This paper describes the procedure of building a probabilistic decision tree on the basis of the integration of data from multiple sources, conditional probabilities, and the application to map fracture corridors (FCs) in a mature oil field with abundant production data. A fracture corridor is a tabular, subvertical, fault-related fracture swarm that intersects the entire reservoir and extends laterally for several tens or hundreds of meters. Direct indicators of fracture corridors, such as image logs, flow profiles, well tests, and seismic fault maps, are sometimes insufficient to map all fracture corridors in a field. It is also necessary to use indirect fracture-corridor indicators from well data, such as productivity index (PI), gross rate, water cut, and openhole logs. Fracture corridors from indirect indicators can be inferred by a probabilistic decision tree, which makes predictions by integrating data from multiple sources, giving preference to the indicators with the highest relevance. Decision trees are constructed by use of a training set that includes measurements of both direct and indirect fracture-corridor indicators. In this study, wells with borehole images, production logs (flow profiles), and injector/producer short cuts are selected as the training set. The resulting decision trees reveal that total losses, gross production rates, and water cuts are the three most effective indirect indicators of fracture corridors in the test field.

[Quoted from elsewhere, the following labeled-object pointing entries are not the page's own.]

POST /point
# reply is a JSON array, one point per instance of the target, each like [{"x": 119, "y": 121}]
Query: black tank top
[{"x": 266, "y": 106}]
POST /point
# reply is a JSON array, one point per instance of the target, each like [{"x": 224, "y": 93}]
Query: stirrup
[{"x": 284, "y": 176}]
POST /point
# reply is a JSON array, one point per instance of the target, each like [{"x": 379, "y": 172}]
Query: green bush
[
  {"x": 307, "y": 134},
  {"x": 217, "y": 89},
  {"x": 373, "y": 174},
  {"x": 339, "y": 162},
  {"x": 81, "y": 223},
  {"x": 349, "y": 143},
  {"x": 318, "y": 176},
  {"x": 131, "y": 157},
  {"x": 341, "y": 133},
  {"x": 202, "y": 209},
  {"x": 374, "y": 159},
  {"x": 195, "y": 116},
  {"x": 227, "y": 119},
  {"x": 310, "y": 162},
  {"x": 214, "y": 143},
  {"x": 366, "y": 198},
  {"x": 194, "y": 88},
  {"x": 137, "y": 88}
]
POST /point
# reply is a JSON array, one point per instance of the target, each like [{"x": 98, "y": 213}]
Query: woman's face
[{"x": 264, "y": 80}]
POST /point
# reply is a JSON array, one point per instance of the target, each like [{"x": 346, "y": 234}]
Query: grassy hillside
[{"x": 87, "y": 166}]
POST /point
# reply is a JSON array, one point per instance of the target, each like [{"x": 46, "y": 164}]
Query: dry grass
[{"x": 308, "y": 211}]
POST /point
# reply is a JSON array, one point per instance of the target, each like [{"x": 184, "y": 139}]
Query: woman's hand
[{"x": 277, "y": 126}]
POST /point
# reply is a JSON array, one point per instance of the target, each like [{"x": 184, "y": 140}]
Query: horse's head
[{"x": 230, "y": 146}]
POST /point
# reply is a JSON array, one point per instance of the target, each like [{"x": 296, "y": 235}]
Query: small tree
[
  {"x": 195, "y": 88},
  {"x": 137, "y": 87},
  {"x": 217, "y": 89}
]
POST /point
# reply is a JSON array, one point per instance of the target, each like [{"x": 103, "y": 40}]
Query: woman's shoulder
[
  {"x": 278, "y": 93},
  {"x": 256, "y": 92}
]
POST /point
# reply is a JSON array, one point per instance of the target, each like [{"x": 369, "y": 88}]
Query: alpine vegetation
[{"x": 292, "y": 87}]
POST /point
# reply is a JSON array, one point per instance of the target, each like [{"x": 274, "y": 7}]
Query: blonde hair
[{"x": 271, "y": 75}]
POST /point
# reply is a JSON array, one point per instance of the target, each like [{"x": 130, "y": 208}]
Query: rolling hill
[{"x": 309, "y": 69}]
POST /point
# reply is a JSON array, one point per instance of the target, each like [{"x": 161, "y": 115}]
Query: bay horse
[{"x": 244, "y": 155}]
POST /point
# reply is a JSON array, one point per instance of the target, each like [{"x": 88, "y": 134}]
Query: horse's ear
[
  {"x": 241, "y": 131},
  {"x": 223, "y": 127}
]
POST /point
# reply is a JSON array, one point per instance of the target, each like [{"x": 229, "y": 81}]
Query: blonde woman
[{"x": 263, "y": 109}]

It is often the case that a particular reservoir attribute, such as porosity, has only sparse direct measurements. It is possible, however, to predict values of such a target variable with the help of a set of other variables that exhibit some degree of correlation to the target variable and have abundant measurements. A common example is estimating porosity from seismic attributes. In this paper, the variables that have one-to-one correspondence to the target variable are called direct indicators and the variables that have some degree of correlation are called indirect variables. For example, density and neutron logs are direct indicators of porosity, whereas seismic impedance is an indirect indicator.
There are several statistical techniques to predict a target variable from a set of indirect indicators, and these can be collected under two main groups: supervised prediction techniques and unsupervised prediction techniques.

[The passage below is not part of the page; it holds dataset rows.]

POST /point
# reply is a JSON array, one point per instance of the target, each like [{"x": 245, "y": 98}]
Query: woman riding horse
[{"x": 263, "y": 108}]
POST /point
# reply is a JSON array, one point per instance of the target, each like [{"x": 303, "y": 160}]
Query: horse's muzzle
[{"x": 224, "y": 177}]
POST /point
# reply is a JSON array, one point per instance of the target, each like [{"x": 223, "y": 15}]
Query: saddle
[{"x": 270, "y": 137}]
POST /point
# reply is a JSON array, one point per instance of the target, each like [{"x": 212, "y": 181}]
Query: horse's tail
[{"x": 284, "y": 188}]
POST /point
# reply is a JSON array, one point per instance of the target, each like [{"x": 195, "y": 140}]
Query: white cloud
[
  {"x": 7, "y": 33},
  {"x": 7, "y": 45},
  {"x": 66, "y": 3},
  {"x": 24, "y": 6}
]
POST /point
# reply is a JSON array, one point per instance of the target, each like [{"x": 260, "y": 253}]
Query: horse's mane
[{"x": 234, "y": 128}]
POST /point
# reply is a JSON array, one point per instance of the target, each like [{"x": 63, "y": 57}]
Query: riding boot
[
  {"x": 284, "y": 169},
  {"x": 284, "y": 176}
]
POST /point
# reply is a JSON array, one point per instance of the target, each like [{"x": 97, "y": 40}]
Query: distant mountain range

In the case of supervised prediction techniques, indirect indicators are correlated to a target variable by use of a training set of data that includes measurement of both direct and indirect indicators of the target variable. The generated predictive system can be used to estimate values of the target variable solely on the basis of indirect indicators in wells that do not have any measurement of direct indicators. Multiple regression, back propagation, neural networks, and Bayesian decision trees belong to this category.
In cases where the training set is small or no direct indicators are available, it is possible to adopt statistical techniques that do not require extrapolation from a training set. These are termed unsupervised prediction techniques. Several such techniques exist, including cluster analysis, unsupervised neural networks, and factor analysis (Wasserman 1989; Chester 1993; Van De Geer 1971). The basic idea is to discover hidden factors that control indicator variables and to interpret these factors in terms of the target variable. For example, the density (spacing/relative abundance) of conductive fractures may affect the rapid water-cut rise, high initial PI, and high gross rate. These three indirect indicators will be highly correlated to each other. An unsupervised prediction technique may uncover the hidden factor (fracture density) that controls all three variables from the high correlation among them.
Both supervised and unsupervised inferences are methods for making predictions with incomplete information (Tamhane et al. 2000; Fletcher and Davis 2002). Most of the applications in the oil industry use fuzzy logic or fuzzy neural networks. These applications also use soft computing decision making with incomplete evidence and risk reduction by use of a fuzzy-expert system (Weiss et al. 2001; Chen et al. 2002; Saggaf and Nebrija 2003). This idea has found some application, especially in mapping fracture density by use of seismic attributes (Ouenes et al. 1995; Zellou et al. 2003; Bloch et al. 2003).
Both supervised and unsupervised statistical techniques aim at determining some global attribute of dispersed fractures, such as density. It is often fracture corridors, however, rather than dispersed fractures that are characterized as the main reservoir heterogeneity (Ozkaya and Richard 2006). An FC is a tabular, subvertical, fault-related fracture swarm that intersects the entire reservoir and extends laterally for several tens or hundreds of meters (Fig. 1). FCs could be fluid-conductive or cemented. In this paper, an FC denotes a fluid-conductive FC unless otherwise specified. FCs may have significant conductivity and may play a major role in reservoir dynamics by providing pressure support and, therefore, causing early water breakthroughs and increased gross rates.
The four main requirements to map an FC are location, strike, length, and conductivity. Here, we focus primarily on locating FCs and discuss only briefly how other attributes can be estimated. Our objective is not the actual mapping of FCs but examining Bayesian decision trees as a viable technique in FC identification. The basis and procedures for calculating conditional probabilities, entropy, information Gain (IG), and the construction of decision trees are explained in the Appendix.